My friend Jennifer says that if you see a ghost you should probably move the toaster or microwave. Sometimes your eyeballs resonate at the same frequency as other objects, and you have a visual hallucination. Since your brain is all about seeing patterns, it fills in blanks and you get an image you understand.
Mal ,'Our Mrs. Reynolds'
Natter 58: Let's call Venezuela!
Off-topic discussion. Wanna talk about corsets, duct tape, or physics? This is the place. Detailed discussion of any current-season TV must be whitefonted.
In my world, the things that go rustle in the night are always imaginary (but perfectly plausible) mice or rats or cockroaches, never ghosts.
Even when I was little, I have a distinct memory of thinking, "But what if there's a tiger [in that darkened room]!" It was never a thing that wasn't real, even if it was a thing that was incredibly unlikely.
Even when I was little, I have a distinct memory of thinking, "But what if there's a tiger [in that darkened room]!"
You realize you just left yourself wide open for cheetah/squash court jokes....
again.
Tigers are much bigger! And I think I had been reading The Jungle Book at the time, so it's not like I pulled a tiger out of a hat. Shere Khan is scary!!
Having cats means never having to worry that ghosts are getting in and making odd noises.
Of course, if somebody asked me if I believed in UFOs, I'd say yes... but that's because I believe there are flying objects/phenomena that remain unidentified.
That building looks like a drill bit to me. I doubt that is what the architect wants to hear.
Yeah, that's the most popular nickname for it here.
If it makes you feel any better, I don't sleep well in total darkness either.
At night, I need complete darkness to sleep. And if I get up in the middle of the night to pee, I'd rather feel my way through complete darkness than turn a light on. (I step carefully, in case the cat is about.)
Ok, my apartment doesn't get completely dark, as light from the city makes it past the blinds. But I wish I could block out that last bit of light. And I'll even cover up my LED clock radio, as it makes too much light.
Over the past three or four years, since I bought a little TV/VCR combo set for my bedroom, I've gotten in the habit of putting in a boring PBS/History Channel documentary to fall asleep to. (I'm currently watching Ken Burns' Civil War doc.) It's now at the point that going on vacation and sleeping in a dark hotel room is an adjustment, whereas I used to fall asleep in a dark room all the time.
Ok, my apartment doesn't get completely dark, as light from the city makes it past the blinds. But I wish I could block out that last bit of light. And I'll even cover up my LED clock radio, as it makes too much light.

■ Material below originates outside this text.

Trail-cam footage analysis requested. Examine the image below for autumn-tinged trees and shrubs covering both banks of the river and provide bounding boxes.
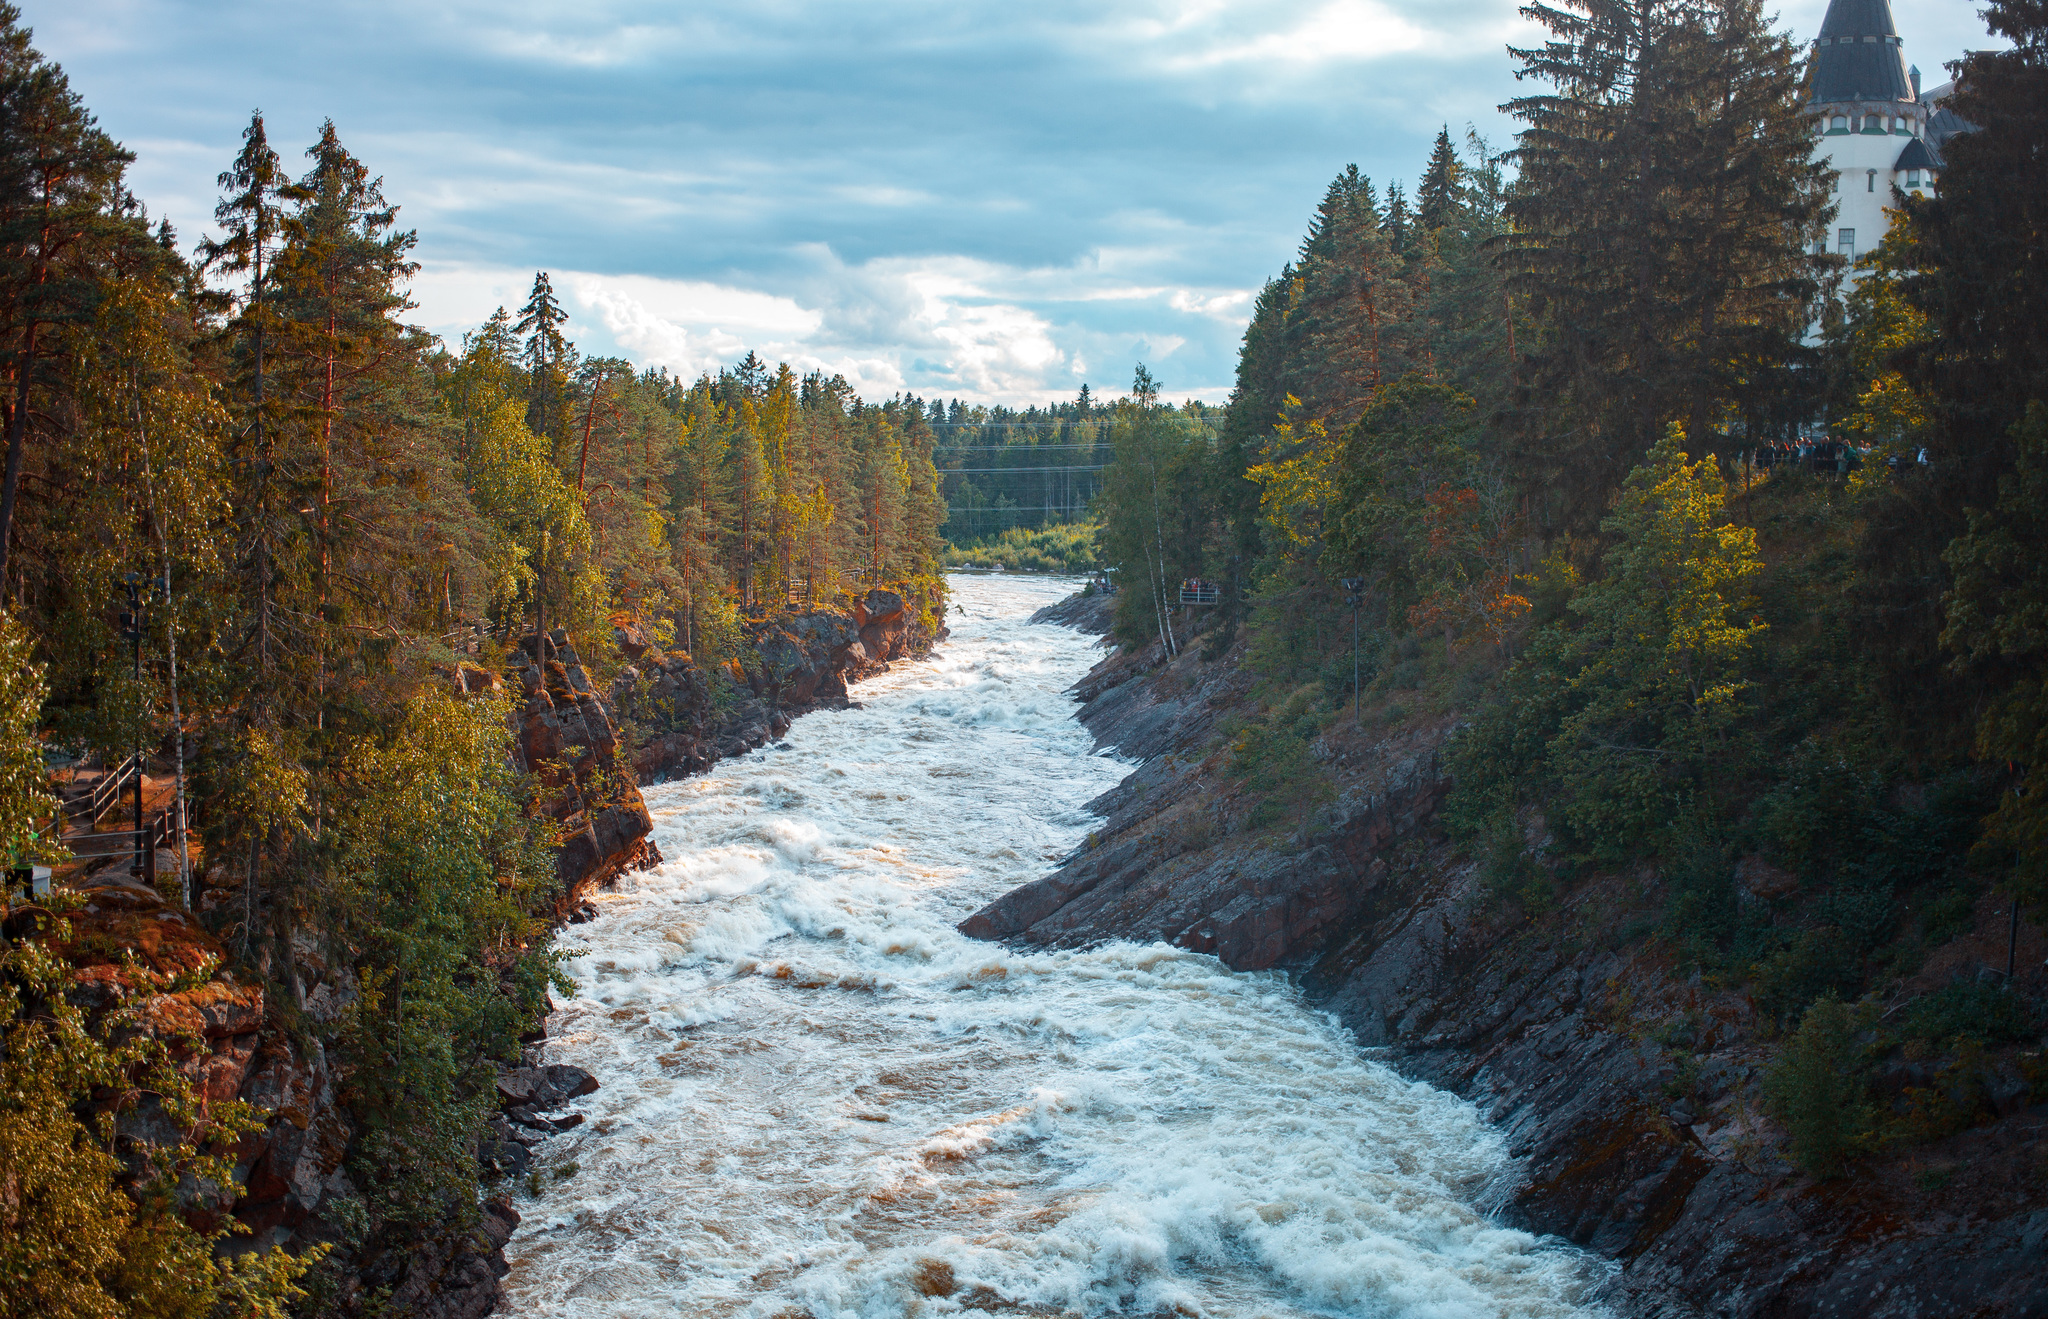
[0,0,2048,1315]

I bought semi-blackout drapes from IKEA that have worked wonders. Of course, the newfound darkness highlighted the fact that my router's blinking lights are bright enough to light a runway. I ended up taping over the lights.
I don't know what to think, but stuff goes missing all the time. Weird stuff to go missing. Like our board/dough scraper which is always with the big cutting board, the sink, or the dish drain. Then there was that incident a couple years ago where my travel mug disappeared out of the dish drain in the morning after my seeing it with my own two eyes the night before. I assume(d) that our roommate at the time took it and was just a crazy liar. But we had the locks changed 'cause of it. Now the board scraper's gone, and that's weird.
I mean, I lose stuff in the house all the time, but these 2 specific incidents are things that are pretty hard, given the circumstances, to lose.